Defective distal Vα and Jα rearrangements in c-MybKO DP thymocytes

Because c-Myb is implicated in the regulation of recombination at the TCRα/δ locus, we used a semi-quantitative PCR-based assay9 for mature Vα transcripts to determine TCRα locus rearrangements in c-Mybf/f cd4-Cre mice, compared to thymocytes from wild-type C57BL/6 and CD1d-deficient mice. To assess Vα rearrangements before positive selection, the assay was performed on sorted DP thymocytes (CD4+CD8+TCRmidCD69). Rearrangement in the Vα locus proceeds in an orderly fashion, with proximal Vα and Jα recombining first. Therefore, we tested the usage of proximal (AV6), central (AV3, AV8 and AV14) and distal (AV19) Vα segments in c-Mybf/fcd4-Cre, wild-type and CD1d-deficient thymocytes using family based AV3 and AV8 primers. There was a clear decrease in the amount of distal Vα transcripts in the c-Mybf/fcd4-Cre samples (AV19), while the usage of proximal (AV6) and central (AV8, AV14 and AV3) Vα transcripts was similar in DP thymocytes from C57BL/6, CD1d−/− and c-Mybf/fcd4-Cre mice (Fig 3a). These results suggested that c-Mybf/fcd4-Cre thymocytes have a defect in the usage of distal Vα segments.

Figure 3
c-MybKO thymocytes have defects in secondary TCRα rearragements

To characterize Jα usage, we used family-based primers for the AV3 and AV8 families and primers to Jα segments in the proximal (Jα50), central (Jα30) and distal (Jα18 and Jα2) regions of the Jα locus7. We also analyzed the Vα14-Jα18 rearrangement characteristic for the iNKT TCR. DP thymocytes from c-Mybf/fcd4-Cre mice had normal levels of transcripts from every Vα segment to the proximal Jα50 (Vα3Jα50 and Vα8Jα50) (Fig 3b). Rearrangements to Jα30 (Vα3Jα30 and Vα8Jα30) were slightly reduced, while rearrangements to the most distal Jα2 segment (Vα3Jα2 and VαJα2) were not detected. Vα3-Jα18, Vα8-Jα18 and Vα14-Jα18 rearrangements were decreased in c-Mybf/fcd4-Cre DP thymocytes (Fig 3b, c). This shows that c-Mybf/fcd4-Cre thymocytes have a defect in distal Jα segments rearrangements, and in consequence they can not efficiently generate the Vα14Jα18 rearrangements characteristic for the TCR required for iNKT cell generation.

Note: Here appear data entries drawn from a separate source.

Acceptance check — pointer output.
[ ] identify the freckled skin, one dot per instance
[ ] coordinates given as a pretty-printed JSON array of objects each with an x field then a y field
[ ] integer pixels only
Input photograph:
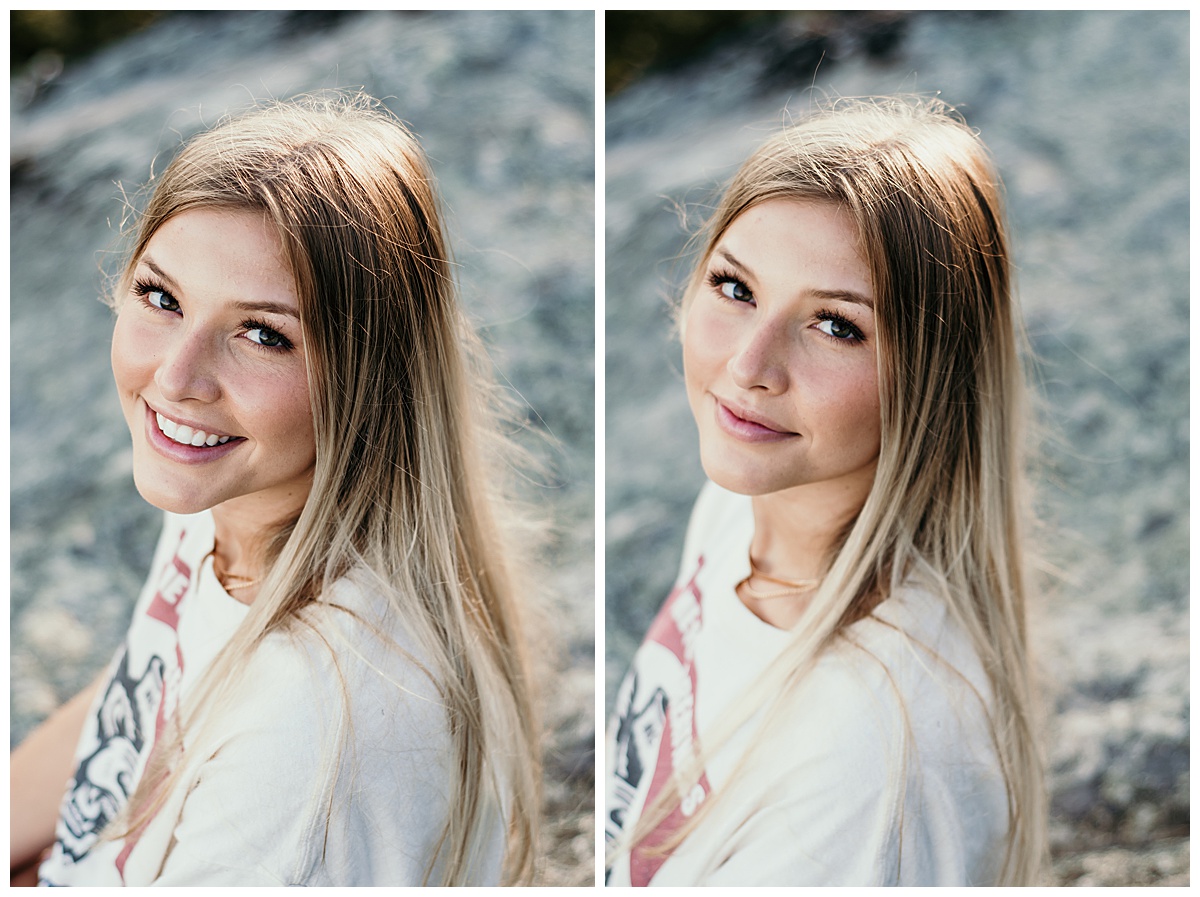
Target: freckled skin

Bcl-xL corrects DP survival defect in c-MybKO mice

The observed defect in secondary TCRα rearrangements could be due to a direct effect of c-Myb deficiency in Vα rearrangement, or, an indirect effect on DP thymocyte survival. A similar phenotype was reported in RORγT−/− and Bcl-xL−/− mice, due to the decreased half-life of DP thymocytes in these mice79. Because DP thymocytes from c-Mybf/f lck-Cre mice have decreased survival28, we analyzed whether defects in survival and/or RORγT and Bcl-xL expression caused the defect in our c-Mybf/f cd4-Cre model.

We used quantitative RT-PCR to analyzed the expression of survival factors (Bcl-xL, RORγT, Bcl-2 and Mcl-1) in sorted DP thymocytes from c-Mybf/fcd4-Cre and c-Mybf/f mice. With the exception of Bcl-xL, which showed a 50% reduction, expression of these survival factors was not significantly altered in c-Mybf/fcd4-Cre DP thymocytes, (Fig 4a).

Figure 4
c-MybKO DP thymocytes have a defect in survival

The Bcl-xL expression defect is consistent with a competitive disadvantage of c-MybKO cells in the mixed bone marrow chimera described above. In the wild-type:c-Mybf/fcd4-Cre mixed chimeras, no significant differences were observed between wild-type and c-Mybf/fcd4-Cre donors at the DN level (before c-Myb has been lost), while Mybf/fcd4-Cre DP thymocytes were clearly underrepresented (Fig 4b), consistent with the previously reported role of c-Myb in regulating DP survival28. This competitive disadvantage was not observed in control experiments comparing wild-type and c-Mybf/wcd4-Cre cells (Fig 5d), excluding a Cre contribution to DP survival.

Figure 5
Bcl-xL overexpression in c-MybKO thymocytes rescues survival and rearrangement but not iNKT development

To directly test whether the reduction in Bcl-xL expression was responsible for the lack of iNKT cells in c-Mybf/fcd4-Cre mice, we set up competitive bone marrow chimeras with c-Mybf/fcd4-Cre cells in which Bcl-xL expression was enforced using retroviral infection. Lineage bone marrow cells from c-Mybf/fcd4-Cre mice were transduced with a retrovirus encoding Bcl-xL and GFP (Mig-Bcl-xL). 24 h later, a 1:1 mixture of Bcl-xL transduced c-Mybf/fcd4-Cre (CD45.2) and F1 C57BL/6(CD45.1;CD45.2) Lineage bone marrow cells was injected into lethally irradiated wild-type (CD45.1) recipients. The development of iNKT cells in the thymus, spleen and liver of the chimeras was analyzed 8–10 weeks later, comparing CD45.1+CD45.2+ cells (wild-type) to CD45.2+ GFP (c-MybKO) and CD45.2+ GFP+ (c-MybKO-Bcl-xL) (Fig 5a). Overexpression of Bcl-xL could not rescue development of iNKT cells in c-Mybf/f cd4-Cre DP thymocytes (Fig 5b), although the virus induced high expression of Bcl-xL in c-Mybf/fcd4-Cre DP thymocytes (Fig 5c). The Bcl-xL transgene was functional, because its expression improved the ability of c-Mybf/fcd4-Cre cells to compete with wild-type thymocytes in the DP compartment (Fig 5d), and increased the percentage of CD8 SP thymocytes, as previously described36. In similar experiments, overexpression of RORγT, an upstream regulator of Bcl-xL also failed to rescue iNKT cell development in c-Mybf/fcd4-Cre thymocytes (Supplementary Fig 2). These data demonstrate that correcting the survival defect of c-Mybf/fcd4-Cre thymocytes is not sufficient to rescue iNKT cell development.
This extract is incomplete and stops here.